Sponsors evaluating STNL medical versus multi-tenant MOB financing should not conflate the two products simply because both involve healthcare real estate. The capital sources, pricing benchmarks, DSCR thresholds, recourse expectations, and document requirements are materially different. A sponsor experienced in net lease industrial or retail STNL will find the STNL medical execution familiar. A sponsor experienced in conventional office or retail multi-tenant leasing will find multi-tenant MOB underwriting more intuitive. The risk is in assuming that a strong track record in one healthcare real estate format substitutes for demonstrated experience in the other. Life company and debt fund lenders with dedicated medical office programs are specifically evaluating whether the sponsor has managed tenant rollover in a medical context, handled buildout of clinical space for new tenants, and maintained occupancy through physician practice transitions. That expertise premium is real and shows up in lender appetite and pricing.
A Real Decision in Action
On a 38,000 square foot freestanding dialysis center in a Pacific Southwest metro, occupied 100 percent by a national dialysis operator under a 12-year remaining absolute-net lease with two 5-year extension options, we ran a simultaneous STNL life company and CMBS conduit process. The life company quote came in at 6.05 percent fixed for 10 years, 70 percent LTV, 30-year amortization, non-recourse with yield maintenance. The CMBS conduit quote came in at 6.22 percent fixed for 10 years, 72 percent LTV, 30-year amortization, non-recourse with defeasance.

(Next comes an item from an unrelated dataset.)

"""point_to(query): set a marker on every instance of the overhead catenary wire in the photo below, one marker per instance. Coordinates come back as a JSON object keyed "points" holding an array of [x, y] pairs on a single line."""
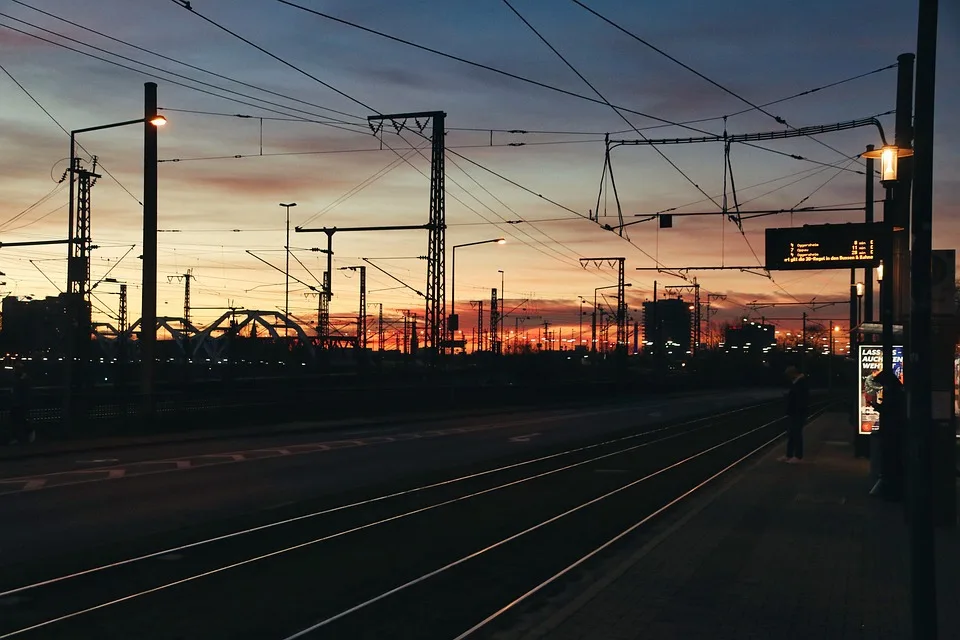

The sponsor took the life company execution: the 17 basis point rate advantage outweighed the modest additional proceeds from CMBS, and the life company's willingness to match 10 of the 12 remaining lease years with a clean term eliminated refinance risk during the primary tenancy. The takeaway is that STNL medical with a national operator credit commands a narrow lender pool that competes hard for credit-quality assets, and running both life company and conduit simultaneously is the only way to know which execution wins on a specific day.
All deal references anonymize borrower and lender identities and use city-level geography only.
STNL medical and multi-tenant MOB are not the same asset class wearing different clothes. One is a credit play dressed as real estate. The other is a real estate play that requires genuine expertise in medical tenancy, physician retention, and clinical buildout economics. Underwriting them with the same lens is how sponsors end up with the wrong lender, the wrong structure, and a re-trade at closing.